Geboren 9.4.1901 in Marpingen
Gestorben 1945 in Linz

Biografie

Berthold wurde in Marpingen am 9. April 1901 als siebtes Kind von acht geboren, davon sechs Brüder und eine Schwester. Die Eltern waren Kreider Peter, von Beruf Bergmann und Maria, geb. Kreuz. Zwei Brüder der Mutter waren wegen der ärmlichen Verhältnisse nach Pittsburgh in Amerika ausgewandert. Berthold wuchs in der Zeit des Ersten Weltkrieges auf und zu der anschließenden schlechten Versorgungslage kamen nach Kriegsende noch eine schwere Wirtschaftskrise und eine galoppierende Inflation hinzu.
Der Versailler Vertrag (10. Januar 1920) spricht Frankreich die Saargruben zu und unterstellt das zugehörige Arbeiterwohngebiet einer Regierungskommission des Völkerbundes.
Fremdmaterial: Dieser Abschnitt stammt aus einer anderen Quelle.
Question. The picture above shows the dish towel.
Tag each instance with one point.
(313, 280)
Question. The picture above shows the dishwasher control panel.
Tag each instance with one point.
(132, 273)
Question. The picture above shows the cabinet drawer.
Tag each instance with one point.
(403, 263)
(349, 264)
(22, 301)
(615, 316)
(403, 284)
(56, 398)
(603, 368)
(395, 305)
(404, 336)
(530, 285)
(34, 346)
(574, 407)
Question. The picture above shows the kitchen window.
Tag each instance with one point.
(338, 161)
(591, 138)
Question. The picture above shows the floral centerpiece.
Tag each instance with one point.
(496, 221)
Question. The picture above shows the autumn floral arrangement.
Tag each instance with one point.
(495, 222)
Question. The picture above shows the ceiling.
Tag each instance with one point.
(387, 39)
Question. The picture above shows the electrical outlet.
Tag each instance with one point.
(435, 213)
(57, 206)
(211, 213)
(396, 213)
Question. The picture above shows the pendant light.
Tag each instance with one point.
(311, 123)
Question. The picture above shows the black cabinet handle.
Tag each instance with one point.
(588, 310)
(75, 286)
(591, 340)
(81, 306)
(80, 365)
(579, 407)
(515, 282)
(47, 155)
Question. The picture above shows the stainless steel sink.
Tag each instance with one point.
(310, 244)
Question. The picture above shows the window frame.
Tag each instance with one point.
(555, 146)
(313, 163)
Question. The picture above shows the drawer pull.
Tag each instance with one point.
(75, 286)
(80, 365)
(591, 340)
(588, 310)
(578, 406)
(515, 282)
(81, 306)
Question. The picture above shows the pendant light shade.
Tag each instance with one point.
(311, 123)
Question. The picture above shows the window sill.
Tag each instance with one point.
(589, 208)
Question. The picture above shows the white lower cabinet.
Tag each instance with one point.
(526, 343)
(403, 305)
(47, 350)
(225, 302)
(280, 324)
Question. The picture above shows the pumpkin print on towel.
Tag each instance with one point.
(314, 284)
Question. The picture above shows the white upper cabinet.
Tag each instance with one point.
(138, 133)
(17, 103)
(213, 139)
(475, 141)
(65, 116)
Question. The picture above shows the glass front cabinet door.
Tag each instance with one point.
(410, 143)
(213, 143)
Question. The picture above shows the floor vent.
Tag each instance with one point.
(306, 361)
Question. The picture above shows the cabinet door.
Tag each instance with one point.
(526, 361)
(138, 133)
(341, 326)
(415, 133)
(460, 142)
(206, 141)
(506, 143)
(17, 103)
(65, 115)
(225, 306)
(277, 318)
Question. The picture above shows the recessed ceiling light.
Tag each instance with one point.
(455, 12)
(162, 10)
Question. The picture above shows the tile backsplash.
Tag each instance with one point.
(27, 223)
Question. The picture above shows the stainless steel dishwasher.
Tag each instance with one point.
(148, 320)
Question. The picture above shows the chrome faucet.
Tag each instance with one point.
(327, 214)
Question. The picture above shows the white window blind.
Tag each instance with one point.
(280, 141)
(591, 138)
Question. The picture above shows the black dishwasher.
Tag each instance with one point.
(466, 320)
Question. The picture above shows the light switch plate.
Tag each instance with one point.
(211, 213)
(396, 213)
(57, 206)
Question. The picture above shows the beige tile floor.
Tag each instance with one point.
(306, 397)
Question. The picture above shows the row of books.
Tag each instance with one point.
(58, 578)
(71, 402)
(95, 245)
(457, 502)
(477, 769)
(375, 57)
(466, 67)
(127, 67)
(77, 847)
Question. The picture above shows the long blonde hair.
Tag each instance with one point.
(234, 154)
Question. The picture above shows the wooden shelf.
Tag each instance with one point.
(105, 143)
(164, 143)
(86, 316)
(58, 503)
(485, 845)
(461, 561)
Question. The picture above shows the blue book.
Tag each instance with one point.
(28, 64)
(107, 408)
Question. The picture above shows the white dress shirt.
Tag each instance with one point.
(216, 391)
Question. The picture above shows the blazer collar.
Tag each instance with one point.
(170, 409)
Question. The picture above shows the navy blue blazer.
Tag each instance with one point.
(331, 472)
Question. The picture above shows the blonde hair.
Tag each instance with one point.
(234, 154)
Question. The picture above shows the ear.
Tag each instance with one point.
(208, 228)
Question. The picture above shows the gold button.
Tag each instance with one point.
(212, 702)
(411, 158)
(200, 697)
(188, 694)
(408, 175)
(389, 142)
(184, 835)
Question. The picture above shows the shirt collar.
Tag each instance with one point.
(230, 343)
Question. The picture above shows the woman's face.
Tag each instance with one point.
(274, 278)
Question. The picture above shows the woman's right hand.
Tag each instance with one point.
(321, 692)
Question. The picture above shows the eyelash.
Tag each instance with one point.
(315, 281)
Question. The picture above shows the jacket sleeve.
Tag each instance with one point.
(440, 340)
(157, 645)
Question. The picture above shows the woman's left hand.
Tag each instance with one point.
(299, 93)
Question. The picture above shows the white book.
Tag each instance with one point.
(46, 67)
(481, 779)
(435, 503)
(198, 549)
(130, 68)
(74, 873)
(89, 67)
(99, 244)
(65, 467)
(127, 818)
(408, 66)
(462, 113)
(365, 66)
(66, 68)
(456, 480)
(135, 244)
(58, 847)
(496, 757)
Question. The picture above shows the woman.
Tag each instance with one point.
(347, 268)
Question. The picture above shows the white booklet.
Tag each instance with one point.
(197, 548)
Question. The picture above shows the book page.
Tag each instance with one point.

„Als Berthold noch ein kleiner Junge war, wollte ihn ein Lehrer in der Schule züchtigen, aber Berthold sprang schnell auf die Fensterbank an einem geöffneten Fenster und kletterte an einem Regenfallrohr nach unten und flüchtete so vor dem Zorn des Lehrers.“

21. Januar 1922: Berthold heiratet Paulina Recktenwald. Da beide am gleichen Tag geboren waren, meinte der Standesbeamte, „dies müsse das ideale Paar sein und dass die Ehe besonders glücklich werden würde“.

Berthold der auf der Grube gearbeitet hatte und dort diese Anstellung verloren hatte, brachte seiner Frau Paulina dennoch an jedem Monatsende seinen Arbeitslohn und tat so, als sei er noch immer angestellt. Der Schwindel flog erst auf, als ein Nachbar die kostenlosen Kohlen, die jedem Bergarbeiter zustanden, für Bertholds Schwiegervater mitbringen wollte. Arbeitslos, perspektivlos hat Berthold wohl den Boden unter den Füßen verloren.
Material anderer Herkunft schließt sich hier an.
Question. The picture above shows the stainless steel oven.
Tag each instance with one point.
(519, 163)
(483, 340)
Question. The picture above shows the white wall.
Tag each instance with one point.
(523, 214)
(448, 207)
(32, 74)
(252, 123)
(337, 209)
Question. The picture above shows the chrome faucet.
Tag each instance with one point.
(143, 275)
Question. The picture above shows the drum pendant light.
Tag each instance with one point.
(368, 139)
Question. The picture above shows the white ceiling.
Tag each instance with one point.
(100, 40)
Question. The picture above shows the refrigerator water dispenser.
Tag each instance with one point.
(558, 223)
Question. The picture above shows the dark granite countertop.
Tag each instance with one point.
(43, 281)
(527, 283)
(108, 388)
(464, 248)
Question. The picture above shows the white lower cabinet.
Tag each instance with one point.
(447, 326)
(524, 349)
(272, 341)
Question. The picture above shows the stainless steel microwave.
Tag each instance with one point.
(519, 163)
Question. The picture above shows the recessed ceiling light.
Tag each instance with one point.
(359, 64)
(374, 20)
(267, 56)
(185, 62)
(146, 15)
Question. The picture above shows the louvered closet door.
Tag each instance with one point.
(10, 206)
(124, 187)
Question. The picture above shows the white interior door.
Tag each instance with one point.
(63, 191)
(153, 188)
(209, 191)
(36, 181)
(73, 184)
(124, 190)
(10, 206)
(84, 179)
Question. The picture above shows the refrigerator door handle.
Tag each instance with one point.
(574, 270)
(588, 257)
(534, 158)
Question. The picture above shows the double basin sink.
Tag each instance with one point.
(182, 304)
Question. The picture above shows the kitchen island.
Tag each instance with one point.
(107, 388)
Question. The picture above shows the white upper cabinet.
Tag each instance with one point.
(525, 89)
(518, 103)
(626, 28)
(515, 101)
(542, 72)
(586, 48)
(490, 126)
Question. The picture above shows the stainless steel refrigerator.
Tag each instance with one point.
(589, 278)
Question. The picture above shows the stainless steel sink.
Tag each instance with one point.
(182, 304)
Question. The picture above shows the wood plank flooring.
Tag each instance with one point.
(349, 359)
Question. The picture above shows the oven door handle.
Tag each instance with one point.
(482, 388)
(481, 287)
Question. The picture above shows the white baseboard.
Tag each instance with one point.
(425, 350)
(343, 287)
30. Mai 1922: Berthold verlässt Paulina, Abbruch des Kontakts, sorgt nicht für den Unterhalt. Im Anschluss wegen Einbruchdiebstahl von der Staatsanwaltschaft steckbrieflich gesucht.

15. Juni 1922: Geburt der Tochter Martha, knapp fünf Monate nach der Hochzeit.
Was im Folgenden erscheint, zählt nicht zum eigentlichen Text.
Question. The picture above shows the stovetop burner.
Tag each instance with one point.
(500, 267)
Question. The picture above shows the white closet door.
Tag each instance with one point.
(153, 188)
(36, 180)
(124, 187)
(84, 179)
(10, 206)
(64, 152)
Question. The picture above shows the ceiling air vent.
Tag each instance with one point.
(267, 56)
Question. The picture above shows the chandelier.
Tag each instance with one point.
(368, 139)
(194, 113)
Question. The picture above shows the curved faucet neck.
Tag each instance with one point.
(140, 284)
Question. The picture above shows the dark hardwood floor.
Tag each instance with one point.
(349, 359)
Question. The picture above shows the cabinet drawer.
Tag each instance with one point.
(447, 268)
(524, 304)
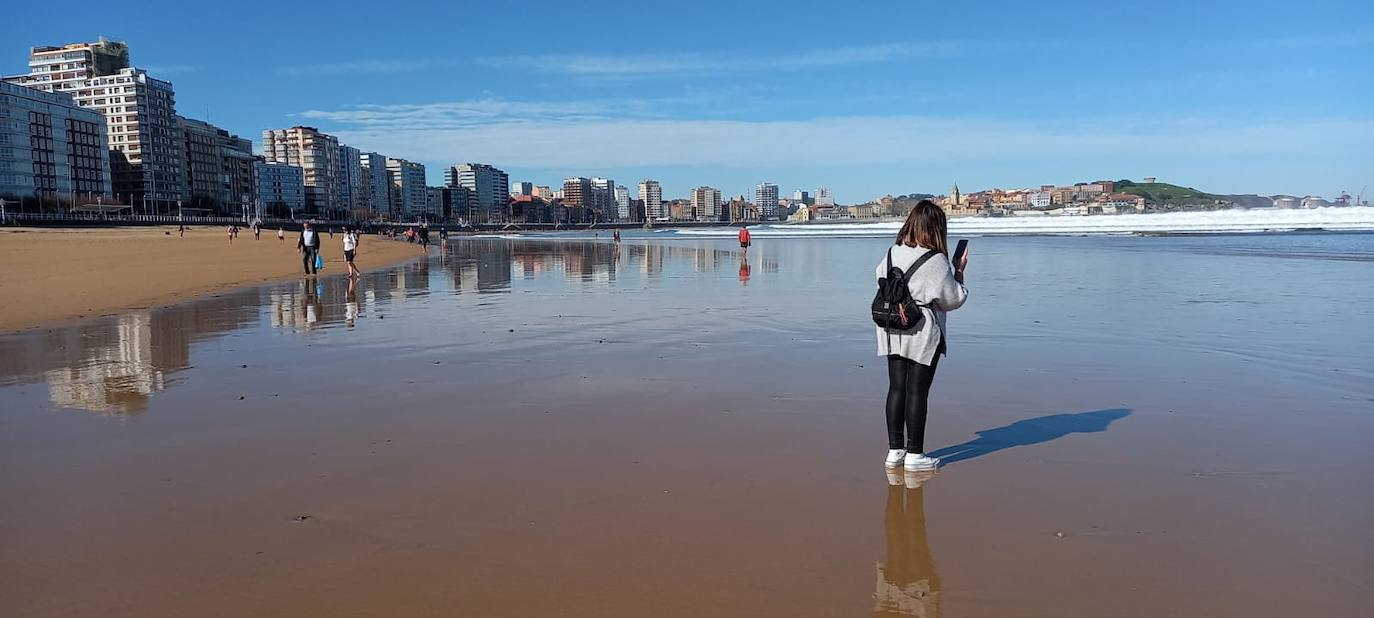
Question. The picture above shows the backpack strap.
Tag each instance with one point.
(921, 261)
Ab dem 8. Mai 1923 begann Pauline eine Hebammenausbildung in Elberfeld (Ruhrgebiet) und Martha kam in den Haushalt ihrer Großeltern. Ihren Vater sah sie insgesamt nur zweimal.
Nach Abschluss ihrer Ausbildung wurde Paulina zunächst Hebamme in Lebach, ab 1934 als Hebamme in Bergheim bei Köln angestellt.
Bertholds Tochter Martha besuchte 1936–1937 das Internat Limburg an der Lahn, mit Abschluss „Einjähriges“, danach absolvierte Martha ihr „Landjahr“ in einem Forsthaus. Anschließend zog Martha zu Paulina nach Bergheim und arbeitete als Sekretärin bis fast Kriegsende bei „Dornhoff und Co.“ (Rüstungsbetrieb) in Bergheim bei Köln bzw. in Köln.

Martha schämte sich ein Leben lang für ihren Vater und hatte, als sie noch in Köln war, größte Panik, dass das Schicksal ihres kriminellen Vaters, dass er in einem KZ war, bekannt werden würde.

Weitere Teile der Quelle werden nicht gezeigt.